Turquía detiene a la mano derecha de Gulen

Las autoridades turcas han detenido al asistente principal de Fethullah Gulen, el clérigo considerado el organizador del golpe de Estado en el país.

Las autoridades turcas han detenido a la mano derecha de Fethullah Gulen, el clérigo a quien el presidente turco, Recep Tayyip Erdogan, acusa de organizar el fallido golpe de Estado, informa RIA Novosti, citando al portavoz del presidente.

Según las fuentes, Halis Hanci, el asistente principal de Fethullah Gulen, había llegado a Turquía dos días antes de la intentona, que tuvo lugar la noche del pasado 15 de julio, cuando varias facciones de las Fuerzas Armadas se sublevaron contra Erdogan.

Este sábado las autoridades de Turquía también detuvieron a Muhammet Sait Gulen, uno de los sobrinos del presunto líder del fallido golpe de Estado en el país.

Gulen es un rival desde hace mucho tiempo del actual mandatario turco y lleva varios años viviendo en EE.UU. Él negó cualquier implicación en el intento de rebelión y lo condenó. Sin embargo, Erdogan instó a Washington a que entregara al clérigo, y Ankara solicitó de forma oficial la extradición de Gulen enviando cuatro archivos a EE.UU. Washington ha declarado que ha ofrecido a Ankara cooperar con un equipo conjunto del Departamento de Estado y el Departamento de Justicia de EE.UU. para facilitar el análisis de la petición de extradición de Gulen, informa el diario estadounidense 'USA Today'.

Disolución de la guardia presidencial

Las autoridades turcas disolverán la guardia presidencial tras detener a casi 300 miembros de la institución por estar vinculados con el fallido golpe de Estado, ha declarado el primer ministro del país, Binali Yildirim, citado AFP. "No habrá una guardia presidencial ya que no hay razón para tenerla", ha afirmado el político.
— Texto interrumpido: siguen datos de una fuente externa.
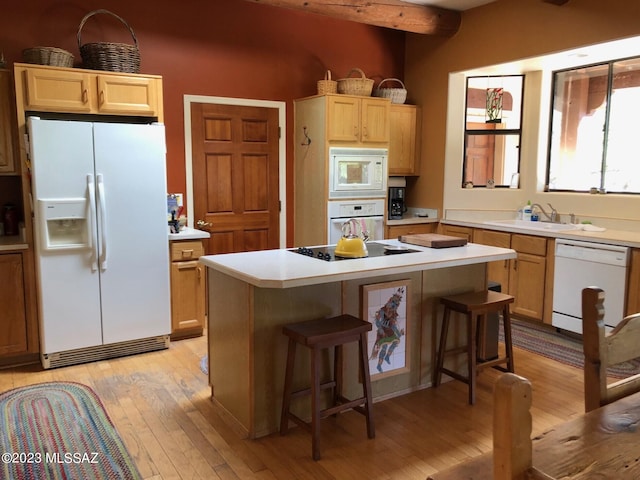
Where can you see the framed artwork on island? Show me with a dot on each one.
(384, 305)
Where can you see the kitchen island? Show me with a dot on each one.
(252, 295)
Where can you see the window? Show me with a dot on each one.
(492, 131)
(594, 128)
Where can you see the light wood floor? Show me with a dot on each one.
(160, 404)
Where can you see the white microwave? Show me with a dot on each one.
(357, 172)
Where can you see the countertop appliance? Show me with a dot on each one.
(396, 202)
(100, 222)
(327, 253)
(369, 212)
(579, 265)
(357, 172)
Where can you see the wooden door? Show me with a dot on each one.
(235, 176)
(480, 155)
(7, 121)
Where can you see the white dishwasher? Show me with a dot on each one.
(586, 264)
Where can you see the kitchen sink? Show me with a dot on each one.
(538, 226)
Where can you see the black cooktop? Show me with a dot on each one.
(328, 253)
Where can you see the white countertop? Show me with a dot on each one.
(610, 237)
(12, 242)
(284, 268)
(412, 221)
(188, 233)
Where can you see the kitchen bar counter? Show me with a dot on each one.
(285, 268)
(252, 295)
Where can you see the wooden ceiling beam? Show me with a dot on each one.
(395, 14)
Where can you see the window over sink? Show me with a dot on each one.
(493, 123)
(593, 137)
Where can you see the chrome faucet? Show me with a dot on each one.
(552, 217)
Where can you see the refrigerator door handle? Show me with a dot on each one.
(103, 222)
(92, 234)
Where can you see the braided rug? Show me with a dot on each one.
(60, 430)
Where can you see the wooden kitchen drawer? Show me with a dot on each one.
(186, 250)
(529, 244)
(493, 238)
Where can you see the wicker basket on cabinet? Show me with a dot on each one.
(356, 86)
(327, 85)
(113, 57)
(397, 95)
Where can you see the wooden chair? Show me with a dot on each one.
(512, 456)
(318, 335)
(512, 446)
(475, 306)
(602, 350)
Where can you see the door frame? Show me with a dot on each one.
(282, 151)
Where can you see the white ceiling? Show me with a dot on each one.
(452, 4)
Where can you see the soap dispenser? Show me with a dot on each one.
(526, 211)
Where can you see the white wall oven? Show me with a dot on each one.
(357, 172)
(369, 213)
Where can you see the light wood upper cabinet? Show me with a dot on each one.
(404, 139)
(355, 119)
(54, 89)
(7, 124)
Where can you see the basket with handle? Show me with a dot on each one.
(53, 56)
(396, 94)
(113, 57)
(327, 85)
(356, 86)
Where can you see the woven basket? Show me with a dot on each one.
(327, 85)
(397, 95)
(356, 86)
(113, 57)
(55, 57)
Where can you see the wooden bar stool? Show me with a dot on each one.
(318, 335)
(475, 305)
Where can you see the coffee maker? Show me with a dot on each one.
(396, 202)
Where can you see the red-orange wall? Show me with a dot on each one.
(227, 48)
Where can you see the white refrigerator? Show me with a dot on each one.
(100, 223)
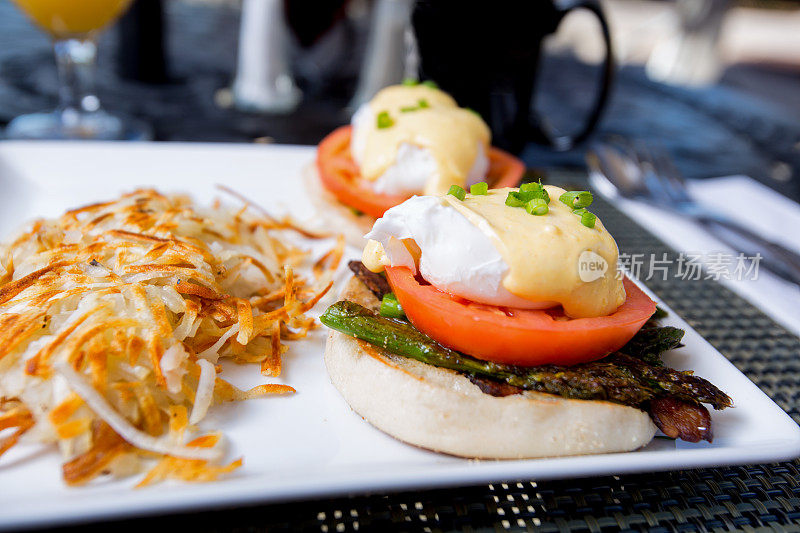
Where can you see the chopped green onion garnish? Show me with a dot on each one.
(480, 188)
(576, 199)
(390, 307)
(588, 219)
(513, 200)
(384, 120)
(537, 206)
(457, 191)
(534, 190)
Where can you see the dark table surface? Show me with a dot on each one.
(748, 124)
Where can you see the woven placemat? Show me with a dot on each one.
(758, 497)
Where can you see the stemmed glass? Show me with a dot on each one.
(74, 25)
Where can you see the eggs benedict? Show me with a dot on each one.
(471, 328)
(409, 139)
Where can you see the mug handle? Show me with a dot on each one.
(566, 142)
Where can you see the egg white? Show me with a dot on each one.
(413, 165)
(457, 256)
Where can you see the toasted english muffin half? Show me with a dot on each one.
(443, 411)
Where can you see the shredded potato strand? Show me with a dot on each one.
(115, 316)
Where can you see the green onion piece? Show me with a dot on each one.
(588, 219)
(576, 199)
(514, 200)
(537, 206)
(479, 189)
(390, 307)
(535, 190)
(384, 120)
(458, 192)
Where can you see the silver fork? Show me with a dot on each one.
(635, 170)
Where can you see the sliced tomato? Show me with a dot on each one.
(341, 176)
(523, 337)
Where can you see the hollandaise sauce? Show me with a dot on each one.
(545, 253)
(428, 118)
(554, 257)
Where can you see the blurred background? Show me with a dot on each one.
(716, 83)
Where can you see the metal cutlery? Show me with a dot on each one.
(636, 171)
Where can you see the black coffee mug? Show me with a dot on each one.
(486, 54)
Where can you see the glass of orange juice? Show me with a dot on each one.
(73, 26)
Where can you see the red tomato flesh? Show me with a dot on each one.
(523, 337)
(341, 176)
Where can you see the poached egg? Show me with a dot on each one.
(425, 143)
(485, 251)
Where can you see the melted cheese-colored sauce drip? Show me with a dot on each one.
(543, 252)
(452, 134)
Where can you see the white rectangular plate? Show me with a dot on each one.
(309, 444)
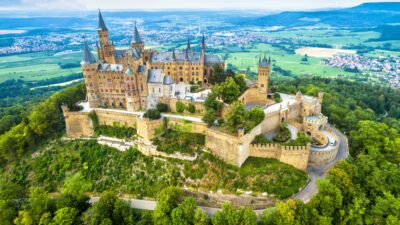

Miembros de la guardia presidencial entraron en la cadena estatal TRT durante la intentona y obligaron a un presentador a leer un comunicado anunciando la ley marcial y el toque de queda en el país. El cuerpo está constituido por 2.500 miembros, al menos 283 de los cuales fueron arrestados tras el golpe fallido.

El presidente de Turquía turco también ordenó el cierre de cientos de establecimientos educativos privados, organizaciones y otras instituciones benéficas sospechosas de tener vínculos con el fallido golpe militar de la semana pasada.